— Не знаю, — мрачно сказал я. — Не уверен.
— Ну, ты ещё с детства всегда рассчитывал на худшее. Тебе, наверно, поэтому было легко жить. Не всегда ведь получалось худшее...
Я усмехнулся.
— Не будем сравнивать, старик, кому было легче жить. Это тёмное дело.
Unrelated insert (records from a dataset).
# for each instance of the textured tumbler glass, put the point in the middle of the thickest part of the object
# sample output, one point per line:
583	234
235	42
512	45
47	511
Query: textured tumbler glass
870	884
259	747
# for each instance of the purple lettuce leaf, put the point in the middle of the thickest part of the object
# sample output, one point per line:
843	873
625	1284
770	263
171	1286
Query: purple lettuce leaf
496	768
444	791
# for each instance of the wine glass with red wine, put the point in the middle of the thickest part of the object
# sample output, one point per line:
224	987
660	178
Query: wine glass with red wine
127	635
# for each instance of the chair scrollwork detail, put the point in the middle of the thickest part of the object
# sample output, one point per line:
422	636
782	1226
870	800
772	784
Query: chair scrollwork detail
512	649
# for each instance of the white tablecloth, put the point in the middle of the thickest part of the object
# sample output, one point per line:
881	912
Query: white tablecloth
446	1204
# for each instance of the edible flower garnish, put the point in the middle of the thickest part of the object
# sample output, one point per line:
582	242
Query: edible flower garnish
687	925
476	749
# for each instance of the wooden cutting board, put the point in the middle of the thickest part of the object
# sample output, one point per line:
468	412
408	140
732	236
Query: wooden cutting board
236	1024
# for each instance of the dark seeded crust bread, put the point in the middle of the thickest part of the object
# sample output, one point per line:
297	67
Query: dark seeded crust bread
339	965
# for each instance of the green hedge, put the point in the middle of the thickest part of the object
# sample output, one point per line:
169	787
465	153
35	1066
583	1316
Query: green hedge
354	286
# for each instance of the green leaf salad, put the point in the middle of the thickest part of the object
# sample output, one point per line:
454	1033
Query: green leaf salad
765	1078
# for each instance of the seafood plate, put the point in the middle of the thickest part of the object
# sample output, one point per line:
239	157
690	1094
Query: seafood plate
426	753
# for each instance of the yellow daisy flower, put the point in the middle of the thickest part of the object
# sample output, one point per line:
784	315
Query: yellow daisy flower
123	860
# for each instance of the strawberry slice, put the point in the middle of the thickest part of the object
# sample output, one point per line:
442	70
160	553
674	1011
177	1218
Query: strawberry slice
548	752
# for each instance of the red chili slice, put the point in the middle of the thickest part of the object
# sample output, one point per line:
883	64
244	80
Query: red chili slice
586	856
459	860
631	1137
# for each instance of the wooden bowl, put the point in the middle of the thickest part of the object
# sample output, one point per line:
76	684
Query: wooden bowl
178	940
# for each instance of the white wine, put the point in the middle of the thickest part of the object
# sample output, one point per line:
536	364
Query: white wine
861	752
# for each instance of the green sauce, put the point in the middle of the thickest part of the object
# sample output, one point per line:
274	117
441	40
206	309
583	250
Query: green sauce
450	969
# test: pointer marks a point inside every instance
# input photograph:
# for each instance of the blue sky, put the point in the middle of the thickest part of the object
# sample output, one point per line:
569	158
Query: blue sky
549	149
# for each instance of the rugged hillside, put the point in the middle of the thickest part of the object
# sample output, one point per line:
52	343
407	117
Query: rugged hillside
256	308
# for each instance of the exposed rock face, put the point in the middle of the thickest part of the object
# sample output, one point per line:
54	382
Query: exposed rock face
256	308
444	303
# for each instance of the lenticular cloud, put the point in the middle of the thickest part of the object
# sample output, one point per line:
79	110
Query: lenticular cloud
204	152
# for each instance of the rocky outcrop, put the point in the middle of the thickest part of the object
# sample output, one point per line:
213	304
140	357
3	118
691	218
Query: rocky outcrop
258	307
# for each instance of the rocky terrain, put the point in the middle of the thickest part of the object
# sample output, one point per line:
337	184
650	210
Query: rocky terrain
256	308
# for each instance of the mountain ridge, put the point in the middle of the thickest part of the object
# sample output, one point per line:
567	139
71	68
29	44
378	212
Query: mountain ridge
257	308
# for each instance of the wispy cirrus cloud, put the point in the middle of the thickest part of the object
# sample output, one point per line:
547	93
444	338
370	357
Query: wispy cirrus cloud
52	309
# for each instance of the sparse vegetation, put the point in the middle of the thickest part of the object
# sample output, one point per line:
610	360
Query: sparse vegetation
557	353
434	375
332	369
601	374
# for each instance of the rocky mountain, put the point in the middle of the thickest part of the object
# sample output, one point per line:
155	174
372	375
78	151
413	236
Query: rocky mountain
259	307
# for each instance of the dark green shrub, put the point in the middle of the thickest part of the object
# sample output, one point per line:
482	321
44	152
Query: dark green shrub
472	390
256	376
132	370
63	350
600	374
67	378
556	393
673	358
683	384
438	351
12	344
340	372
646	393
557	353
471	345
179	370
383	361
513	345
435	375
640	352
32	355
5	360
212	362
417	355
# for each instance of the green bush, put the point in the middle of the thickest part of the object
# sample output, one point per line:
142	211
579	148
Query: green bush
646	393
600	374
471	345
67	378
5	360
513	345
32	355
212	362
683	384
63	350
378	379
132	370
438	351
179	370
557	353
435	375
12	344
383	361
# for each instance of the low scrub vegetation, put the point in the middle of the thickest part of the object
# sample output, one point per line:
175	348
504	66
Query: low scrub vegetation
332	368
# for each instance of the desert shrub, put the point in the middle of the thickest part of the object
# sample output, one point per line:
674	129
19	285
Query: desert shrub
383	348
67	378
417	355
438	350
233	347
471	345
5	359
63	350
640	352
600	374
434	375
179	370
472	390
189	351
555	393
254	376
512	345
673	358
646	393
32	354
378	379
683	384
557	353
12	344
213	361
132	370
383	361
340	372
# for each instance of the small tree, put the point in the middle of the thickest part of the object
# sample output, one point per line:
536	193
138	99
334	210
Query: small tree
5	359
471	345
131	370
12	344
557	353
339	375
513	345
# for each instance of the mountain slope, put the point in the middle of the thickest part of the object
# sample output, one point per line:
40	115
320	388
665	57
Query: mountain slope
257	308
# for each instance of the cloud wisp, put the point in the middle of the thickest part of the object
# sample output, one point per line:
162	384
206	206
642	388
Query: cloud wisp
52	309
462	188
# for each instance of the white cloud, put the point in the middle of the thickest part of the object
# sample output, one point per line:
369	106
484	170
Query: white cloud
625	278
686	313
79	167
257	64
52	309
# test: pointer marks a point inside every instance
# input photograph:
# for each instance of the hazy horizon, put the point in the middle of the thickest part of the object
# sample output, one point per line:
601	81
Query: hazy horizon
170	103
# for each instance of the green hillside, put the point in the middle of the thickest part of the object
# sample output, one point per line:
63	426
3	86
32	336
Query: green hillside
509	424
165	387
У каждого характера есть свои минусы.
— Может, ты и прав... Так вот, я подумаю над таким письмом. А потом мы его вместе почистим.
— Думай!
...Витька написал хорошее письмо. Там почти нечего было чистить. Такое письмо можно было посылать совершенно спокойно. И всё-таки, когда мы его посылали, у меня на душе кошки скребли. И было такое ощущение, будто я своими руками отрываю от себя Корнелию. Но не послать это письмо я уже не мог. Не имел права не послать.
...Человек привыкает ко всему. В том числе и к той постоянной боли, которую сам себе причинил.
Мы продолжали жить так же, как жили раньше. Несколько раз мы ходили с Корнелией в театр и на концерты, каждую неделю бывали в кино. Она ничему не удивлялась и вела себя так, как будто уже не раз до этого бывала и в кино, и в театрах, и на концертах. Все её вопросы касались только быта и истории, то есть содержания того, что она видела, но никак не техники исполнения. Она не удивлялась ни электричеству, ни радио, ни телевидению, ни многому другому, чего не было ни в древнем Риме, ни в древнем Пантикапее. Должно быть, всё это стало для неё привычным ещё на корабле Гао. И, может быть, именно потому, что она не удивлялась никакой технике, нас поразила её реакция на проигрыватель, обыкновенный электрический проигрыватель, который принёс в Витькину комнату его сосед, чтобы послушать новенькие пластинки Робертино Лоретти.
Корнелия не отводила взгляда от крутящегося чёрного диска. Она жадно ловила каждый звук, каждое слово певца. Я вначале подумал, что её, как ребёнка, занимает сам процесс движения пластинки.
Но вскоре я понял, что её занимала не только пластинка. Она услышала знакомые, понятные слова. Пусть эти слова были, с её точки зрения, искажены, пусть она плохо понимала смысл песни, но что-то она понимала — это было бесспорно.
— Qui cantat?[17] — спросила она.
— Puellus, — ответил я. — Мальчик.
— Ubi cantat? — снова спросила она. — Где?
— In Roma, — ответил я. — In Italia.
— Vehere fas illuo? Ехать можно?
— Нет, — сказал я и покачал головой. — Пока нет.
Она не стала спрашивать, почему нельзя. Она знала уже, что не понимает многих сложностей нынешней жизни. И знала, что не поймёт их, пока не изучит язык настолько, чтобы свободно читать и разговаривать.
Она ничего не сказала мне. Она только слушала песни, которые пел Робертино Лоретти, ловила знакомые и в то же время уже незнакомые слова, не отрываясь смотрела на чёрный крутящийся диск.